Kemal Pir, Haki Karer gibi enternasyonalist devrimcilerden sonra da yüzlerce genç, Türkiye halklarının kurtuluşunu Kürt halkının özgürlük mücadelesinde görerek Kürdistan dağlarının yolunu tuttu.
Bu gençlerden biri de Sivaslı Onur Kapar, PKK içindeki adıyla Alişer Koçgiri. Kapar, adını 10 Ekim 2011 tarihinde Türk ordusunun düzenlediği bombardıman sonucu yaşamını yitiren HPG Askeri Konsey Üyesi ve aynı zamanda hemşerisi Alişer Koçgiri’den almış.
Sivas Yıldızeli Doğanlı köyünde Türkmen bir ailenin çocuğu olarak dünyaya gelen Kapar’ın Kürdistan dağlarına kadar olan hayatının büyük bölümü İstanbul’da geçer. Okula ancak birkaç ay gidebilir, küçük yaşlardan itibaren çalışmaya başlar, inşaat ve tekstil işçiliği yapar.
Büyüdüğü Gülsuyu semti, devrimcilerin yoğun olduğu bir semt olsa da, aile ortamında PKK’ye bakış resmi ideolojinin bakış açısından farklı değildir.
Kendisinde de bir “Kürt fobisi” olduğunu söyleyen Kapar, bu ‘fobi’yi nasıl yıktığını şöyle anlatıyor:
KÜRT ARKADAŞIMI DÖVÜP BENİ BIRAKTILAR
“Ailem Kemalist’ti. Resmi ideoloji PKK’yi Kürtleri karalamış, onlar da bana bunu aşılamaya çalışıyorlardı. Ben de olabildiğince Kürtlerden kaçmaya çalışıyordum.
Bende oluşan Kürt fobisini yıkmam fazla uzun sürmedi. Biraz yaşımızın da ilerlemesi etkili oldu tabii ama asıl etkili faktör bire bir tanık olduklarımdır. Daha önce mahallede bir arkadaşım vardı, o arkadaş dört ay gibi bir süre PKK davasından hapishanede kaldı. Bir gün Arkadaşımla birlikte sokaklarda dolaşıyorduk. Öyle günlük olaylardan sohbetimiz oluyordu. Tam da sohbete daldığımız bir anda polisler önümüzü kesti. İkimizi de tanıyorlardı ve bana ismimle hitap ederek “oğlum Onur bu Kürtlerle, teröristlerle dolaşma ne yapıyorsan yap” dedi. Sonra beni serbest bıraktılar ve yanımdaki arkadaşı dövmeye başladılar. Arkadaşım Kürt olduğu için dayak yemişti. O olay beni çok etkiledi, kafamda bir sürü soru işareti oluştu, ne yapacağımı, bu sorulara nasıl cevap arayacağımı bilmiyordum.

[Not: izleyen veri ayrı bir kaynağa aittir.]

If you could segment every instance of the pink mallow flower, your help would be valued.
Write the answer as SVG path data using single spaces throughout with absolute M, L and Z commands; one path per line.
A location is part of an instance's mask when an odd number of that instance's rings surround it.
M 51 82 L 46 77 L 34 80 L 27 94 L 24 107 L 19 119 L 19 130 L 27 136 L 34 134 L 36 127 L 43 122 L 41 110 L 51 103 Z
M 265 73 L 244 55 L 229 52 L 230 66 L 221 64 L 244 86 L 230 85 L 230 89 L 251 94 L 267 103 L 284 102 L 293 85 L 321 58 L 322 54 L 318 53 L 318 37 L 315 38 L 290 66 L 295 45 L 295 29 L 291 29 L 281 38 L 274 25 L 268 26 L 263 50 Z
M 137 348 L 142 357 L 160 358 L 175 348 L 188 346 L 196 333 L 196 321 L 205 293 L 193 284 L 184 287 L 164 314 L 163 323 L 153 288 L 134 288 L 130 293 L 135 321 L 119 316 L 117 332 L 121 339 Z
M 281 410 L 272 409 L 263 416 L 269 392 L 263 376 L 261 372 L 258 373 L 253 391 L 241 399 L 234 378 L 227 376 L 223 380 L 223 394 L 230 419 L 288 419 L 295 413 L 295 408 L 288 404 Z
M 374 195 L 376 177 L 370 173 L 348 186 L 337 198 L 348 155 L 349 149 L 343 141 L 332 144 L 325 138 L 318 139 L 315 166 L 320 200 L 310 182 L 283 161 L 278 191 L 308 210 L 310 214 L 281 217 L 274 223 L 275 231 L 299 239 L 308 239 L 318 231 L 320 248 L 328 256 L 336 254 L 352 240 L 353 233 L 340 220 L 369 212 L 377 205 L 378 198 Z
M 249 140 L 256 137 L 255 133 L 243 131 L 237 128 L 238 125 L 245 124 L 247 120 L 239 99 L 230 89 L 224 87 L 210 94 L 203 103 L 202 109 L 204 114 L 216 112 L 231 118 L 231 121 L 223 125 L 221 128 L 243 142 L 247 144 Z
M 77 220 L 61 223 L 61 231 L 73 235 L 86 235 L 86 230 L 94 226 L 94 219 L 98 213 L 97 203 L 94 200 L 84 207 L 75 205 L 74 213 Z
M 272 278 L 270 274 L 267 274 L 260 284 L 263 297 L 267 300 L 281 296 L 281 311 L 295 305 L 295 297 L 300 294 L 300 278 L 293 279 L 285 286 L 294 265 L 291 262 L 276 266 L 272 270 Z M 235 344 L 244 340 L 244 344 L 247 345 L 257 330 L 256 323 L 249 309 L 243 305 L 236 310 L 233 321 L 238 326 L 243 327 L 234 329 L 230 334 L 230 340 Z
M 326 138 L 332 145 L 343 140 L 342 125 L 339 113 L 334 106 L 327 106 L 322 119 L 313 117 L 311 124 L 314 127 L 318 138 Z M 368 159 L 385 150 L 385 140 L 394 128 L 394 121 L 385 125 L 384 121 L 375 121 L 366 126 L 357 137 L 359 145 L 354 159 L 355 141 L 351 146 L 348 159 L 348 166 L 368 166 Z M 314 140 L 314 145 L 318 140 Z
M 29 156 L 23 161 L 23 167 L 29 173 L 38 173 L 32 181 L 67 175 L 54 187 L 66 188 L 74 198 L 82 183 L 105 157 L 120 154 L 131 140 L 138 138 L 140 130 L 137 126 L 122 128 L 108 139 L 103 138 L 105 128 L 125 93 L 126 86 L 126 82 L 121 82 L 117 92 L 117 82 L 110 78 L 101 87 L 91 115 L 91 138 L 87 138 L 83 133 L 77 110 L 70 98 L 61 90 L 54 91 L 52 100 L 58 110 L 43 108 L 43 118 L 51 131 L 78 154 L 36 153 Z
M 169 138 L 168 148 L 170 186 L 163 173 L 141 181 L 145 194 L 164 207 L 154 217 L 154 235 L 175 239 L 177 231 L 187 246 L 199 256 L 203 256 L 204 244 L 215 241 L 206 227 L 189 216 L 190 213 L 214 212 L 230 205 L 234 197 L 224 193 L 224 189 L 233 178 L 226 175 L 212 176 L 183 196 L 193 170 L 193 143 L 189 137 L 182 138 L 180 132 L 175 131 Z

POLİSLER BANA ÇOK ŞEY GÖSTERDİ!
Ağabeyim daha önce hapse girmişti. O’na ‘devlet neden Kürtlere bu kadar düşman, Kürtlerden ne istiyorlar?’ diye sordum. Bana, ‘arkadaşının düşünceleri resmi ideolojiye tehdit oluşturuyor da ondan’ dedi. Ben o zaman anladım ki Kürtler ölümle yaşam arasında bir yerde duruyorlar. Az da olsa ağabeyim anlatımlarıyla bir fikir sahibi olmaya başladım. Kafamda devlet, resmi ideoloji, sosyalizm, Kürt kelimeleri bir basınç oluşturuyordu. O polisler farkında olmadan, istemeyerek de olsa bana çok şey gösterdiler.
Anne ve babamla tartışıyorduk. Üç ağabeyim hapse girdi. Çocuklarının devlet tarafından işkence görmesi, uzun süre tutuklu kalmaları ve son olarak benim de onlarla daha fazla tartışmaya başlamamla Kemalizm yavaş yavaş kırılıyordu onlarda. Eskisi gibi Kürtlere düşmanlıkları da kalmamıştı.”
Onur Kapar daha sonra bir konfeksiyon atölyesinde çalışmaya başlar.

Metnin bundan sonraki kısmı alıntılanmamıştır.